The flames stopped a little further north, after covering around 7,000 hectares, the heaviest toll this summer after the Landiras fires (21,000 hectares in two stages), also in Gironde.

In La Teste, the ancestral “user” (private) forest paid the heaviest price, but half of the 2,030 hectares of state forest managed by the ONF burned down, in a coastal sector where the beaches attract around 800,000 people per year.

The large firewall, “unprecedented as these fires were”, according to Pascal Laudoueineix, forest technician, will be reduced but it will remain in place, “because the risks still exist: campers who spend the night (illegally), thousands of people in the summer…”

To revive the forest, mainly made up of maritime pines rooted in the dunes, the office is currently extracting the burnt but still healthy and therefore exploitable wood.

“We need to harvest 80,000 m3 of wood as quickly as possible, before spring and the arrival of insects, such as bark beetles, which will finish killing the trees”, explains Yann Rolland, head of the wood service at the ONF Landes North Aquitaine. “This volume is what we would have cut over ten years usually”.

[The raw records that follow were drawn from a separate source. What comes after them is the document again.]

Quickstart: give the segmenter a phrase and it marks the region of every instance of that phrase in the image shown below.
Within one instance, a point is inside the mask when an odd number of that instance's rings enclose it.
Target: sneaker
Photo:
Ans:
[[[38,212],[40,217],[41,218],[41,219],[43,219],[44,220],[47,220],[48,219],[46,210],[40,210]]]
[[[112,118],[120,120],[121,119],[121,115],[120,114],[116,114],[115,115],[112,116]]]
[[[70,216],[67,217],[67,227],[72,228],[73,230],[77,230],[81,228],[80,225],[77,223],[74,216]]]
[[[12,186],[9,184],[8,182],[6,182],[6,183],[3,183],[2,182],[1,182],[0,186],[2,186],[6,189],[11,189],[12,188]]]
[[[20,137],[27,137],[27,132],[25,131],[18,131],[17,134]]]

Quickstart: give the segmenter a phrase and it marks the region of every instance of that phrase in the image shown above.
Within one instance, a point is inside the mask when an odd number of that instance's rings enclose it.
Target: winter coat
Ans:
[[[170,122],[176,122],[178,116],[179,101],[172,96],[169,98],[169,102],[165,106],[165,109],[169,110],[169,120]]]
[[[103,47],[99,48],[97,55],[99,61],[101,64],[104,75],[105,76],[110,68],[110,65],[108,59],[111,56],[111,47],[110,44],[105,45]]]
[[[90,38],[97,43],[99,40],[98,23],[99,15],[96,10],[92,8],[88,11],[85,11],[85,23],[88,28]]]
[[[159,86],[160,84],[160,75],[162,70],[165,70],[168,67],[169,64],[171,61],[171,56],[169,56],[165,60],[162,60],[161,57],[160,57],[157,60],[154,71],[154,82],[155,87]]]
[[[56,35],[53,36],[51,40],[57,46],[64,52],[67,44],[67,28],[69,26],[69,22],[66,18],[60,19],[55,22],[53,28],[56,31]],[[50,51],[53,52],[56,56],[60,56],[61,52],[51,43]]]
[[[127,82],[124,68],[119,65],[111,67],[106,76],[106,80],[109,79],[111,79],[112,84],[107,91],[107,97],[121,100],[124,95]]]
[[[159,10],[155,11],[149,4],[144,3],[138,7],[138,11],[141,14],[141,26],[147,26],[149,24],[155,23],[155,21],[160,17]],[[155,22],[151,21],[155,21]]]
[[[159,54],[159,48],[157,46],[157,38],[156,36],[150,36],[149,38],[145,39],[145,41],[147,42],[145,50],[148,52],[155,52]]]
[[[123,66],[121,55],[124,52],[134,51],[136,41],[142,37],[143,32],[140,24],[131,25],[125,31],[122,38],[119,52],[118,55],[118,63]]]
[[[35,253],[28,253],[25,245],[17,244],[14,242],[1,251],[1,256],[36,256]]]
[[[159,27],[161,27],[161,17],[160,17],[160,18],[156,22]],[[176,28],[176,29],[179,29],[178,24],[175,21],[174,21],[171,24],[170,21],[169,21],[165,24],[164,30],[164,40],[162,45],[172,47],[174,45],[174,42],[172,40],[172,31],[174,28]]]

The ONF will sell this material 15% cheaper than green wood, for an income of around one million euros.

In the forest still closed to the public and partly sparse by the cuts, machines cut down pines, lay them down and cut them into “billons” (logs) of 2.5 m, which are then stacked. Trucks take them to New Aquitaine industrialists who will make paper, pallets or parquet from them, the same products as with intact wood.

– “Natural regeneration” –

“We decide to cut a tree according to the look of the crown (upper part, editor’s note)”, partially scorched or still very green, “and the height of the burn at the foot”, explains Mr. Renan.

“But our goal is to keep as many trees as possible standing and rely on natural regeneration”, taking advantage of the next “seed rains” released by the cones, underlines his colleague Fabrice Carré.

Around, a brown carpet of pine needles covered the ashes and green shoots, including strawberry trees, are visible here and there.

Facing one of the two restaurants devoured by the flames in the national forest, between carcasses of chairs and leftover dishes, ONF technician Cédric Bouchet evokes the return of the public, which will cost at least “one million euros” in redevelopment and securing the communication and reception axes.

According to him, it will be necessary in particular to favor access to the beaches by shuttle or by bicycle and “to begin a decline in equipment” (restaurants, car parks, etc.).

The question also arises for the five campsites on the Dune du Pilat, near the national forest, totally destroyed and whose owners have just been received at the Elysée to negotiate a reopening next summer.

To replant, from 2025, the ONF will rely on the concept of “mosaic forest”, by diversifying the species. Cork oak, which is more fire resistant than pine, will be used more widely and experimentation is underway with brutia pine, a species from the eastern Mediterranean.

“But the maritime pine will remain the main species”, assures Francis Maugard. Introduced in the 19th century, it was “a magical species for the region” because it cleaned up the marshy moor and fixed the dune cord, says this forestry technician.